Kasus Perundungan di Pesantren Jambi: Ayah Beri Tanggapan, Tuntut Keadilan untuk Anaknya

Sebuah video yang menampilkan seorang santri pesantren di Jambi menangis saat bertemu dengan ayahnya telah menjadi viral di media sosial (medsos). Korban, yang diidentifikasi dengan inisial AP (12), merupakan siswa SMP yang diduga menjadi korban perundungan oleh dua senior yang telah lulus SMA.

Ayah AP, Widi Setiawan, mengungkapkan bahwa insiden perundungan tersebut terjadi pada Jumat (24/11) di wilayah pesantren. Widi datang ke pesantren setelah menerima telepon dari putranya yang meminta untuk dijenguk setelah mengalami perundungan.

“Saya tidak ingin menyesal, segera jemput saya sekarang,” kata AP dalam sambungan telepon dengan Widi. Setelah tiba di pesantren, Widi menemukan anaknya sudah berada di unit kesehatan pesantren, dan kemudian membawanya pulang.

AP menceritakan kepada keluarganya bahwa dia telah menjadi korban perundungan yang menyebabkan kemaluannya membengkak. Salah satu senior memegang kedua tangan AP dan menutup mulutnya, sementara yang lain menggesek-gesekkan kaki pada kemaluan anaknya.

“Pelaku memegang mulutnya, tangan anak saya, dan menendang kemaluannya. Pelakunya ada dua orang,” ujar Widi seperti dilansir oleh detikSumbagsel pada Sabtu (2/12/2023).

Selain menendang kemaluan, Widi juga mengungkapkan bahwa kedua senior tersebut menendang perut AP hingga menyebabkan rasa nyeri dan pembengkakan di bagian kemaluan dan testis. Widi telah melaporkan kasus perundungan ini ke Polda Jambi.

Para pihak yang terlibat dalam kasus ini, termasuk pihak pesantren dan lembaga pendidikan, juga diharapkan untuk melakukan evaluasi menyeluruh terhadap kebijakan dan mekanisme pengawasan yang ada. Langkah-langkah preventif dan intervensi yang lebih efektif perlu dikembangkan untuk menciptakan lingkungan belajar yang aman dan mendukung bagi semua siswa.
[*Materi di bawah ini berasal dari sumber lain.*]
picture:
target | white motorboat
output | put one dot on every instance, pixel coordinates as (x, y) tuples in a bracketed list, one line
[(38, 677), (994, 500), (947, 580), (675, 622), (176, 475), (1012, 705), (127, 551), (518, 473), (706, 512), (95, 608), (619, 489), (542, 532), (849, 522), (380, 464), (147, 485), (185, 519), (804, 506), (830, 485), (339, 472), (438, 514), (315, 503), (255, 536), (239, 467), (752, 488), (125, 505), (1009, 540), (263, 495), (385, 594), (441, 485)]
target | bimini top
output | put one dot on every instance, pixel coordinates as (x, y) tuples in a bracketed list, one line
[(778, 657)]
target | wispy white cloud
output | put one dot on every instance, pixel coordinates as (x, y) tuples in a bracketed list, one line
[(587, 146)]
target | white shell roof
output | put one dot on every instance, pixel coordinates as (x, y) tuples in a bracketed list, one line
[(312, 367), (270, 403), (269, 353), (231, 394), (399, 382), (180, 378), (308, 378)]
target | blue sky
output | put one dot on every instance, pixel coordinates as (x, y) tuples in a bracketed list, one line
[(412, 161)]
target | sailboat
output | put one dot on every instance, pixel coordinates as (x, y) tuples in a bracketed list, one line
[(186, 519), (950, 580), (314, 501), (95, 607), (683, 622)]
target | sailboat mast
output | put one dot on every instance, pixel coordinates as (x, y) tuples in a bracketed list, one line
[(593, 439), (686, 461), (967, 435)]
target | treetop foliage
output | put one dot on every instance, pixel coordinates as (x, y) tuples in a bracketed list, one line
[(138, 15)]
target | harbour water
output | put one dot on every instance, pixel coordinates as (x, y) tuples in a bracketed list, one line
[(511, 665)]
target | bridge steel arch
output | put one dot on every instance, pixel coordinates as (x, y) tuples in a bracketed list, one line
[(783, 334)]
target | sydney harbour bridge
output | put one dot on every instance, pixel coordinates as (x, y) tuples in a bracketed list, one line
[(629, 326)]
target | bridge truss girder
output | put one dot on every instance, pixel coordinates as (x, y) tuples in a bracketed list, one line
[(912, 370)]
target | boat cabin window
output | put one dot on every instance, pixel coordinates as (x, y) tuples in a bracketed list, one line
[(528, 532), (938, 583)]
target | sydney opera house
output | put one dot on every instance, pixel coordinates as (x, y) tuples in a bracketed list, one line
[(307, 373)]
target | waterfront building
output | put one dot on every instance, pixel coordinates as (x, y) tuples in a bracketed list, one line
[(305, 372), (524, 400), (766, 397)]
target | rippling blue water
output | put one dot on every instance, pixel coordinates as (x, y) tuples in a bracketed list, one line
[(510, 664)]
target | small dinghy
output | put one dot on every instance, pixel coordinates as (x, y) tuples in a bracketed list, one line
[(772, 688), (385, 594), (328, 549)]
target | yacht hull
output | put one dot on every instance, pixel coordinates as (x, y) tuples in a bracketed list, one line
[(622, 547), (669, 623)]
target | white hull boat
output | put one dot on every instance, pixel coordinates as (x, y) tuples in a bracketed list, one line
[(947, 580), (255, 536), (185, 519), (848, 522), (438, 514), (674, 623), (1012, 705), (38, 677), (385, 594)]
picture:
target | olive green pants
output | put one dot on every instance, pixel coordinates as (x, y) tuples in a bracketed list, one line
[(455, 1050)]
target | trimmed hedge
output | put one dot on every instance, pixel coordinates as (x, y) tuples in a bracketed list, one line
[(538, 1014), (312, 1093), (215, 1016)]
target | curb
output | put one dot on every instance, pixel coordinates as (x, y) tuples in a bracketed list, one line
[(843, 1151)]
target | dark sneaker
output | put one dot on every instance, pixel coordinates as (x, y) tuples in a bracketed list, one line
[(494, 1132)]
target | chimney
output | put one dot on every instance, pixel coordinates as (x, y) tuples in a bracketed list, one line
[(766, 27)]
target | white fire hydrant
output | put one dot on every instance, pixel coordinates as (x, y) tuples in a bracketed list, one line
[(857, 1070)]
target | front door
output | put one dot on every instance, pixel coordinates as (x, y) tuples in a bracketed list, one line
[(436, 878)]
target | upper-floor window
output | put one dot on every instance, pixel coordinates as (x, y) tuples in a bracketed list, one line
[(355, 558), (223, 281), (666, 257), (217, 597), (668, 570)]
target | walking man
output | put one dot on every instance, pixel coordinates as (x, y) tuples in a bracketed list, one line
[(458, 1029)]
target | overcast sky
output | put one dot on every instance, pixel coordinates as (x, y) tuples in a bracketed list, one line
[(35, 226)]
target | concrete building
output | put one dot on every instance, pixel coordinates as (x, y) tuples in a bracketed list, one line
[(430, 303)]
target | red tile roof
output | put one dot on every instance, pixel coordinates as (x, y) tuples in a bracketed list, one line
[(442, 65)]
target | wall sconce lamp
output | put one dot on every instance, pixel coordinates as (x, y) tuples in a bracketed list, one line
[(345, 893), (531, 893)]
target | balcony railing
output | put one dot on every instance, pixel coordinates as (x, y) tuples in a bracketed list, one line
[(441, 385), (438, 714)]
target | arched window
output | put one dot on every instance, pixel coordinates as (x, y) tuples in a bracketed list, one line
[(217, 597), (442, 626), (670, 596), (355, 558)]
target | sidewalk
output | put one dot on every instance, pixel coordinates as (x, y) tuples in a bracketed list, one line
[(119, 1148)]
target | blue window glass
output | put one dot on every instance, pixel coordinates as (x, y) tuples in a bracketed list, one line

Di samping itu, masyarakat juga diingatkan akan pentingnya peran aktif dalam mengawasi dan melaporkan kasus perundungan atau tindakan kekerasan lainnya yang terjadi di sekitar mereka. Semua pihak harus bersatu dalam memerangi budaya perundungan dan memastikan bahwa setiap individu, terutama anak-anak dan remaja, dapat tumbuh dan berkembang dalam lingkungan yang aman dan menghormati hak asasi manusia.

Kasus perundungan yang menimpa AP menjadi pengingat bahwa perundungan adalah masalah serius yang perlu ditangani dengan serius oleh semua pihak terkait. Langkah-langkah konkret harus segera diambil untuk menegakkan keadilan, mencegah terulangnya kejadian serupa, dan memberikan perlindungan yang tepat bagi para korban.

Selain itu, penting bagi pemerintah daerah dan lembaga terkait untuk meningkatkan kesadaran akan pentingnya pelatihan bagi guru dan staf pendidikan dalam mengenali tanda-tanda perundungan dan bagaimana mengatasi kasus-kasus semacam ini secara efektif. Edukasi tentang konsekuensi perundungan juga harus ditingkatkan, baik di kalangan siswa maupun orang tua, sehingga semua pihak dapat bekerja sama untuk mencegah dan mengatasi masalah tersebut.

Kasus ini juga menjadi panggilan bagi seluruh masyarakat untuk lebih peduli terhadap kesejahteraan anak-anak dan remaja di lingkungan sekitar. Semua anak memiliki hak untuk tumbuh dan berkembang dalam lingkungan yang aman, terbebas dari ancaman dan kekerasan.

Diharapkan bahwa tindakan hukum yang diambil terhadap pelaku perundungan ini tidak hanya menjadi pembelajaran bagi mereka, tetapi juga menjadi deterren bagi siapa pun yang berniat melakukan tindakan kekerasan serupa di masa depan.

Terakhir, kasus ini menggarisbawahi perlunya kerja sama semua pihak, termasuk pemerintah, lembaga pendidikan, keluarga, dan masyarakat luas, untuk menciptakan lingkungan yang mendukung pertumbuhan dan perkembangan anak-anak menuju masa depan yang lebih baik.